Tag Archives: Courting

What is the value proposition for a Christian man considering marriage?

Basically, I think that my job as husband and father is:

  1. to make sure that I focus on being a good protector, provider and moral spiritual leader by making good decisions and setting aside time to learn how to defend my views on religion and morality
  2. to make sure that I am aware of areas where God has an interest, like the abortion debate, the marriage debate, the debate over the origin of the universe, the debate over biological origins, the debate over free markets vs secular socialism, the debate over religious liberty and family vs fascism, etc.
  3. to make sure that I am aware of the skills, arguments and evidence that are related to these trouble areas
  4. to make sure that I assess the skills and capabilities of my future children
  5. to choose a wife who is aware of these problem areas and the relevant skills
  6. assess the skills and capabilities of the children
  7. communicate to them the areas where Christianity is under fire
  8. demonstrate to the children how much these areas matter to their parents
  9. together with my future wife, to steer the future children into degrees and careers that will move the ball forward in these areas.
  10. act intentionally to ensure that they achieve influence in the problem areas as effectively as possible

I don’t think that it is Dad’s job to just roll over and pay for a wife and several children unless the wife agrees with me to try and achieve something together that we could not achieve as singles. I.e. – I think that if we have a child, then we should NOT be as happy if the child is a poet as we would be if the child is Chief Justice of the Supreme Court or William Lane Craig. I think that some things that a child can be are more influential than others, and that children should be jointly steered in the direction of being influential and effective as a way of making the marriage count for the Lord. And I think the Bible supports the idea of stewardship and making the most of gifts and blessings.

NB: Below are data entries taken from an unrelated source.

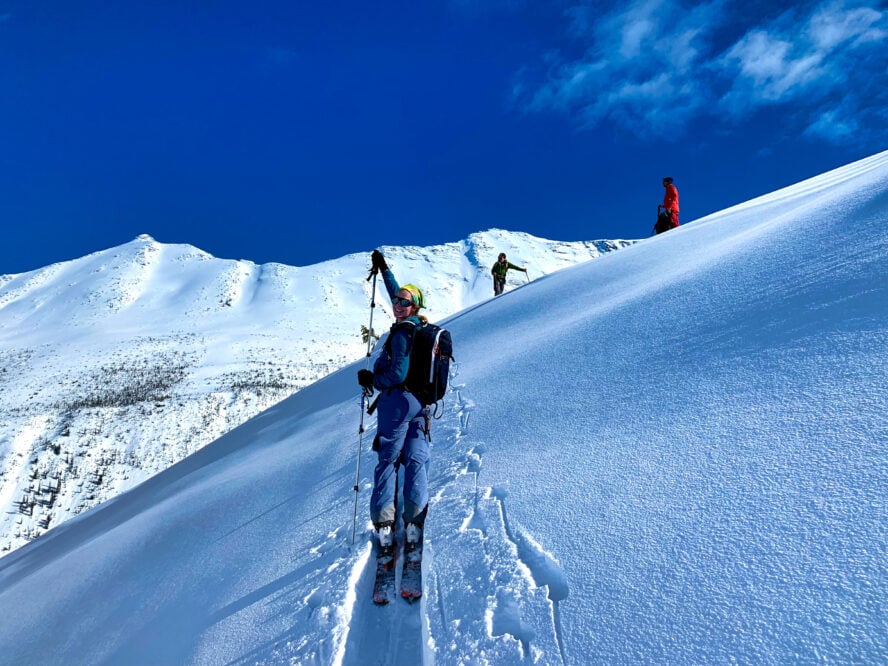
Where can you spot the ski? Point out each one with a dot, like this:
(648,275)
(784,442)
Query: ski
(411,576)
(384,585)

So I don’t feel that I am obligated to marry unless I can foresee that my wife is serious about making the marriage, family and children count for God. If I don’t foresee a return on the investment, which is quite risky for the man given the feminism and socialism in the laws and tax codes, then wouldn’t I be better off just working and giving the money away to Christian speakers for apologetics speaking and debating? Children typically cost $250,000 and stay-at-home moms are expensive too. Is it worth it to have a wife who doesn’t agree with me on the purpose of the marriage and the parenting? Am I supposed to hand her hundreds of thousands of dollars and get nothing at all back to show for it?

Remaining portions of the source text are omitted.